I am hunting a bug in our project, where we sometimes see data being saved to the database even though the exceptions occur and everything should be rolled back. I have asked about it here before, and found that if I query the database for @@trancount
right after creating a new TransactionScope
, and I get 0
as result, I do not have a "valid" transaction. It is somehow aborted/rolled back by another thread.
The code I use to reproduce is really simple:
I call this method in a Paralell.For
a few thousand times
void Handle()
{
try
{
using (var transaction = new TransactionScope(TransactionScopeOption.Required)
{
// Getting @@trancount right here enables us verify whether we have a valid transaction.
WriteImportantBusinessDataToDatabase("This will sometimes be committed even if the WCF call below fails!");
// Making a transactional WCF call
var serviceClient = new Service1Client("WSHttpBinding_IService1");
serviceClient.DoWork(); // We get an exception here
WriteImportantBusinessDataToDatabase("We never reach this location");
transaction.Complete();
}
}
catch (Exception e)
{
Logger.Error(e, "Something failed. {message}", e.Message);
}
}
The WCF service is transactional, with TransactionFlowOption.Mandatory
.
[ServiceContract]
public interface IService1
{
[OperationContract]
[TransactionFlow(TransactionFlowOption.Mandatory)]
void DoWork();
}
[ServiceBehavior]
public class Service1 : IService1
{
[OperationBehavior(TransactionScopeRequired = true)]
public void DoWork()
{
throw new Exception();
}
}
@@trancount
is expected to be 1
right after creating a new TransactionScope
. But sometimes
@@trancount
is 0
, and in even more rare cases 2
. The System.Transactions.Transaction.Current.TransactionInformation.Status
property is always Active
, no matter what @@trancount
is. Inserts into the database are executed just fine. The problem occurs then the local transaction is being promoted to a distributed transaction by the WCF call.

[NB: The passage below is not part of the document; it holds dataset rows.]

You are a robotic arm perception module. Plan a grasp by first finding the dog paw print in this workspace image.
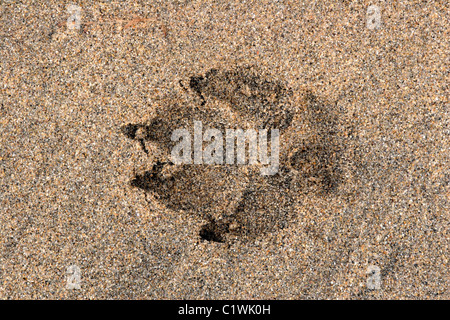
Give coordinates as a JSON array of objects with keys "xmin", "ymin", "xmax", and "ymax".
[{"xmin": 122, "ymin": 66, "xmax": 340, "ymax": 242}]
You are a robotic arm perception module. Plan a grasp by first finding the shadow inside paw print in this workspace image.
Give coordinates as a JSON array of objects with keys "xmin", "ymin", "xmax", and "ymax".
[{"xmin": 122, "ymin": 67, "xmax": 341, "ymax": 242}]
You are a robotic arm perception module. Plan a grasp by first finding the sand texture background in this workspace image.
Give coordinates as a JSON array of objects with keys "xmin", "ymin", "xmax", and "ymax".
[{"xmin": 0, "ymin": 0, "xmax": 450, "ymax": 299}]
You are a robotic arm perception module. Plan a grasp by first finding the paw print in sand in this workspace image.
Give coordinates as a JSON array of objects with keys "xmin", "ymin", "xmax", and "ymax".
[{"xmin": 122, "ymin": 66, "xmax": 341, "ymax": 242}]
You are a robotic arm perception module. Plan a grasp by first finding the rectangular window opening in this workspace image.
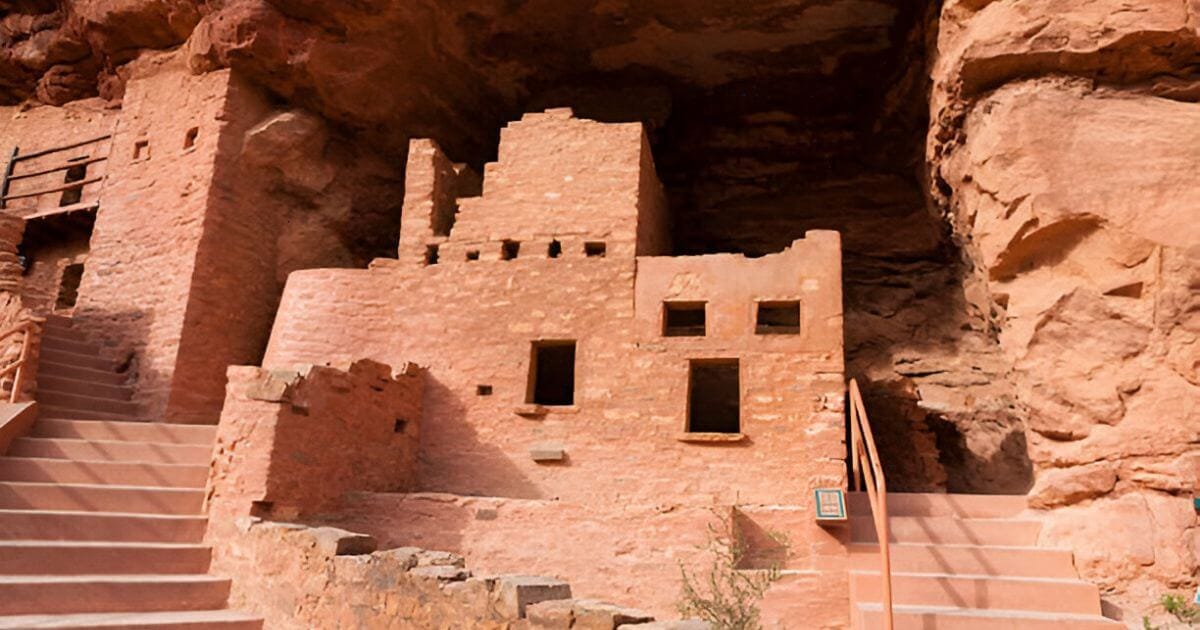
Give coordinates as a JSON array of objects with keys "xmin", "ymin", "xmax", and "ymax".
[
  {"xmin": 688, "ymin": 359, "xmax": 742, "ymax": 433},
  {"xmin": 184, "ymin": 127, "xmax": 200, "ymax": 150},
  {"xmin": 662, "ymin": 302, "xmax": 707, "ymax": 337},
  {"xmin": 526, "ymin": 341, "xmax": 575, "ymax": 406},
  {"xmin": 54, "ymin": 263, "xmax": 83, "ymax": 308},
  {"xmin": 59, "ymin": 164, "xmax": 88, "ymax": 208},
  {"xmin": 755, "ymin": 301, "xmax": 800, "ymax": 335}
]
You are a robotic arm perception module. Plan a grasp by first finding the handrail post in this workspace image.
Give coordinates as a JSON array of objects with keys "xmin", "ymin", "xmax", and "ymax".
[
  {"xmin": 8, "ymin": 322, "xmax": 36, "ymax": 402},
  {"xmin": 846, "ymin": 378, "xmax": 894, "ymax": 630}
]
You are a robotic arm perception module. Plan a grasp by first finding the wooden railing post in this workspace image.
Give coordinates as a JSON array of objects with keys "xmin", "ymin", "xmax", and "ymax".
[{"xmin": 846, "ymin": 379, "xmax": 894, "ymax": 630}]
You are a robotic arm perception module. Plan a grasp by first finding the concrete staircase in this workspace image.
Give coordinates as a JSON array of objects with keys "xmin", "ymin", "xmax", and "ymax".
[
  {"xmin": 0, "ymin": 318, "xmax": 262, "ymax": 630},
  {"xmin": 848, "ymin": 493, "xmax": 1123, "ymax": 630}
]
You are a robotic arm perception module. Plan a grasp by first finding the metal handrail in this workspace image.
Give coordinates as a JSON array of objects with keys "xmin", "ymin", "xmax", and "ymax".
[
  {"xmin": 846, "ymin": 378, "xmax": 893, "ymax": 630},
  {"xmin": 0, "ymin": 317, "xmax": 46, "ymax": 402}
]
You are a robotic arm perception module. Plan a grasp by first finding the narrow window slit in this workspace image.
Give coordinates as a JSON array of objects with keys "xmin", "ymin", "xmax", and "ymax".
[{"xmin": 755, "ymin": 301, "xmax": 800, "ymax": 335}]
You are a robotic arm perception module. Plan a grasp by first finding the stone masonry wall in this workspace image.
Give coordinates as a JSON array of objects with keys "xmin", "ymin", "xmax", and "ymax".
[
  {"xmin": 167, "ymin": 68, "xmax": 286, "ymax": 422},
  {"xmin": 208, "ymin": 360, "xmax": 424, "ymax": 525},
  {"xmin": 264, "ymin": 114, "xmax": 848, "ymax": 626},
  {"xmin": 76, "ymin": 55, "xmax": 236, "ymax": 418}
]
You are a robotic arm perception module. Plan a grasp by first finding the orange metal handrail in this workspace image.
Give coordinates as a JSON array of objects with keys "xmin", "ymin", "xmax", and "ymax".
[
  {"xmin": 846, "ymin": 379, "xmax": 893, "ymax": 630},
  {"xmin": 0, "ymin": 317, "xmax": 46, "ymax": 402}
]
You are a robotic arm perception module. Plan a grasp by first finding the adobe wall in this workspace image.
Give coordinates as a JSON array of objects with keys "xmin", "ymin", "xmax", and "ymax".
[
  {"xmin": 206, "ymin": 360, "xmax": 424, "ymax": 525},
  {"xmin": 214, "ymin": 518, "xmax": 710, "ymax": 630},
  {"xmin": 264, "ymin": 114, "xmax": 848, "ymax": 625},
  {"xmin": 167, "ymin": 68, "xmax": 279, "ymax": 422},
  {"xmin": 69, "ymin": 56, "xmax": 229, "ymax": 418},
  {"xmin": 0, "ymin": 98, "xmax": 120, "ymax": 216}
]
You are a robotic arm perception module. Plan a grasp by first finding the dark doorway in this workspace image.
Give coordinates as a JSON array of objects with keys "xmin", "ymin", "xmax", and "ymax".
[
  {"xmin": 688, "ymin": 359, "xmax": 742, "ymax": 433},
  {"xmin": 54, "ymin": 263, "xmax": 83, "ymax": 310},
  {"xmin": 59, "ymin": 164, "xmax": 88, "ymax": 208},
  {"xmin": 527, "ymin": 341, "xmax": 575, "ymax": 406}
]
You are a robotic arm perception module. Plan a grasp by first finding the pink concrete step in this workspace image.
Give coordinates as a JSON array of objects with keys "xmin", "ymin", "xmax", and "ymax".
[
  {"xmin": 42, "ymin": 331, "xmax": 100, "ymax": 356},
  {"xmin": 0, "ymin": 510, "xmax": 205, "ymax": 542},
  {"xmin": 36, "ymin": 388, "xmax": 138, "ymax": 416},
  {"xmin": 846, "ymin": 492, "xmax": 1026, "ymax": 518},
  {"xmin": 32, "ymin": 419, "xmax": 217, "ymax": 448},
  {"xmin": 0, "ymin": 456, "xmax": 209, "ymax": 488},
  {"xmin": 0, "ymin": 481, "xmax": 204, "ymax": 515},
  {"xmin": 37, "ymin": 403, "xmax": 140, "ymax": 422},
  {"xmin": 37, "ymin": 355, "xmax": 128, "ymax": 385},
  {"xmin": 37, "ymin": 373, "xmax": 133, "ymax": 401},
  {"xmin": 40, "ymin": 348, "xmax": 115, "ymax": 371},
  {"xmin": 858, "ymin": 604, "xmax": 1124, "ymax": 630},
  {"xmin": 0, "ymin": 575, "xmax": 229, "ymax": 614},
  {"xmin": 0, "ymin": 611, "xmax": 263, "ymax": 630},
  {"xmin": 8, "ymin": 438, "xmax": 212, "ymax": 466},
  {"xmin": 850, "ymin": 542, "xmax": 1076, "ymax": 578},
  {"xmin": 850, "ymin": 571, "xmax": 1100, "ymax": 616},
  {"xmin": 850, "ymin": 516, "xmax": 1042, "ymax": 547},
  {"xmin": 0, "ymin": 540, "xmax": 211, "ymax": 575}
]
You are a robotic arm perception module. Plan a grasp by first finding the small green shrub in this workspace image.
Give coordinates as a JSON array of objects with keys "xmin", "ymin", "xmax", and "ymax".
[{"xmin": 677, "ymin": 506, "xmax": 787, "ymax": 630}]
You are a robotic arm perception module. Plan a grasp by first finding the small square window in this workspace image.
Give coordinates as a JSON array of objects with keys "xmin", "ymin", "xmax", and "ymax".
[
  {"xmin": 184, "ymin": 127, "xmax": 200, "ymax": 150},
  {"xmin": 662, "ymin": 302, "xmax": 707, "ymax": 337},
  {"xmin": 754, "ymin": 301, "xmax": 800, "ymax": 335}
]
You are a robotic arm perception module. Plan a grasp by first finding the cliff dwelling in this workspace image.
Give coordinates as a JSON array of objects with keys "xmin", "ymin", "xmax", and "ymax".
[{"xmin": 0, "ymin": 0, "xmax": 1200, "ymax": 630}]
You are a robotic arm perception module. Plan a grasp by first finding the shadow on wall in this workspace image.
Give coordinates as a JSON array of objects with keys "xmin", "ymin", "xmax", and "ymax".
[
  {"xmin": 863, "ymin": 378, "xmax": 1033, "ymax": 494},
  {"xmin": 71, "ymin": 307, "xmax": 157, "ymax": 419},
  {"xmin": 416, "ymin": 373, "xmax": 542, "ymax": 499}
]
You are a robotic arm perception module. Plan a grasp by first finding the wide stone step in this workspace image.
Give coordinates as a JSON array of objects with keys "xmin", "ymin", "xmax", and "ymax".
[
  {"xmin": 850, "ymin": 516, "xmax": 1042, "ymax": 547},
  {"xmin": 0, "ymin": 575, "xmax": 229, "ymax": 614},
  {"xmin": 0, "ymin": 481, "xmax": 204, "ymax": 515},
  {"xmin": 0, "ymin": 611, "xmax": 263, "ymax": 630},
  {"xmin": 42, "ymin": 330, "xmax": 100, "ymax": 356},
  {"xmin": 0, "ymin": 540, "xmax": 211, "ymax": 575},
  {"xmin": 850, "ymin": 571, "xmax": 1100, "ymax": 616},
  {"xmin": 854, "ymin": 604, "xmax": 1124, "ymax": 630},
  {"xmin": 0, "ymin": 456, "xmax": 209, "ymax": 488},
  {"xmin": 0, "ymin": 510, "xmax": 205, "ymax": 544},
  {"xmin": 37, "ymin": 403, "xmax": 138, "ymax": 422},
  {"xmin": 37, "ymin": 389, "xmax": 138, "ymax": 416},
  {"xmin": 40, "ymin": 348, "xmax": 115, "ymax": 371},
  {"xmin": 850, "ymin": 542, "xmax": 1076, "ymax": 578},
  {"xmin": 37, "ymin": 373, "xmax": 133, "ymax": 401},
  {"xmin": 846, "ymin": 492, "xmax": 1027, "ymax": 518},
  {"xmin": 31, "ymin": 419, "xmax": 217, "ymax": 446},
  {"xmin": 8, "ymin": 438, "xmax": 212, "ymax": 466},
  {"xmin": 37, "ymin": 355, "xmax": 128, "ymax": 385}
]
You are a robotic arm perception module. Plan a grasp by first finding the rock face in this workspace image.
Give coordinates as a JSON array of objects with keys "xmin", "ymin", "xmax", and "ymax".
[
  {"xmin": 929, "ymin": 1, "xmax": 1200, "ymax": 619},
  {"xmin": 0, "ymin": 0, "xmax": 1200, "ymax": 608}
]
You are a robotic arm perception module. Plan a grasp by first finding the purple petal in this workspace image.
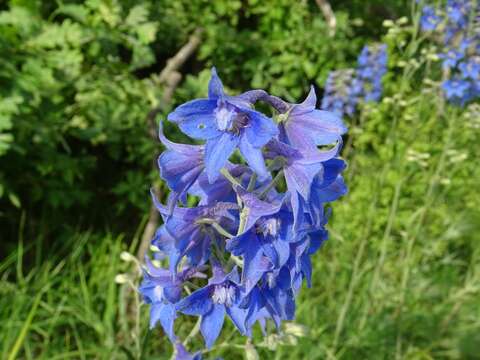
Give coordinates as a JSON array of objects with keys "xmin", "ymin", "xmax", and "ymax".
[
  {"xmin": 200, "ymin": 304, "xmax": 225, "ymax": 349},
  {"xmin": 176, "ymin": 286, "xmax": 213, "ymax": 316},
  {"xmin": 205, "ymin": 132, "xmax": 240, "ymax": 183},
  {"xmin": 208, "ymin": 67, "xmax": 225, "ymax": 100},
  {"xmin": 239, "ymin": 136, "xmax": 269, "ymax": 181},
  {"xmin": 168, "ymin": 99, "xmax": 220, "ymax": 140},
  {"xmin": 150, "ymin": 303, "xmax": 176, "ymax": 342},
  {"xmin": 241, "ymin": 108, "xmax": 278, "ymax": 148}
]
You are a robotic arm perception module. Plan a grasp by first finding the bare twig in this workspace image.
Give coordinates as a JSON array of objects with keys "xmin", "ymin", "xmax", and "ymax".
[
  {"xmin": 137, "ymin": 29, "xmax": 202, "ymax": 260},
  {"xmin": 315, "ymin": 0, "xmax": 337, "ymax": 36}
]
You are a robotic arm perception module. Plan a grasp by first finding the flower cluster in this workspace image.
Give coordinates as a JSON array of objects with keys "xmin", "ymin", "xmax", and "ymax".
[
  {"xmin": 140, "ymin": 69, "xmax": 346, "ymax": 358},
  {"xmin": 420, "ymin": 0, "xmax": 480, "ymax": 105},
  {"xmin": 322, "ymin": 44, "xmax": 387, "ymax": 116}
]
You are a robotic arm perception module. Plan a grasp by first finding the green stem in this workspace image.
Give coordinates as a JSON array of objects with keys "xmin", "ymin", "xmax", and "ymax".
[
  {"xmin": 197, "ymin": 218, "xmax": 235, "ymax": 239},
  {"xmin": 237, "ymin": 207, "xmax": 249, "ymax": 236},
  {"xmin": 247, "ymin": 173, "xmax": 257, "ymax": 192},
  {"xmin": 220, "ymin": 168, "xmax": 243, "ymax": 187},
  {"xmin": 258, "ymin": 170, "xmax": 283, "ymax": 198}
]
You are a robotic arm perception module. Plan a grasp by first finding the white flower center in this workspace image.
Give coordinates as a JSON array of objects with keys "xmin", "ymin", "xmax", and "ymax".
[{"xmin": 212, "ymin": 285, "xmax": 235, "ymax": 306}]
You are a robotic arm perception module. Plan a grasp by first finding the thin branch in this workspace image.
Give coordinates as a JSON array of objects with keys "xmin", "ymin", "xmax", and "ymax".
[{"xmin": 315, "ymin": 0, "xmax": 337, "ymax": 36}]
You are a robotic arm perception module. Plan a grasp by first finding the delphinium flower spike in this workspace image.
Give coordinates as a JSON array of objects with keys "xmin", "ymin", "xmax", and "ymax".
[
  {"xmin": 139, "ymin": 69, "xmax": 347, "ymax": 359},
  {"xmin": 421, "ymin": 0, "xmax": 480, "ymax": 106},
  {"xmin": 322, "ymin": 44, "xmax": 387, "ymax": 116}
]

Then we get an exception saying "The transaction has aborted."
The method name Handle
correctly suggests that this really is a NServiceBus handler, handling hundreds of thousands of messages day and night. We get this inconsistency issue only when there are issues on the other side of the WCF call.
A runnable version of this setup can be found on my GitHub.
I have reproduced the problem with all .Net framework version from 4.5.1 to 4.8. All of them yields the same results. Are anyone able to explain what is going on here?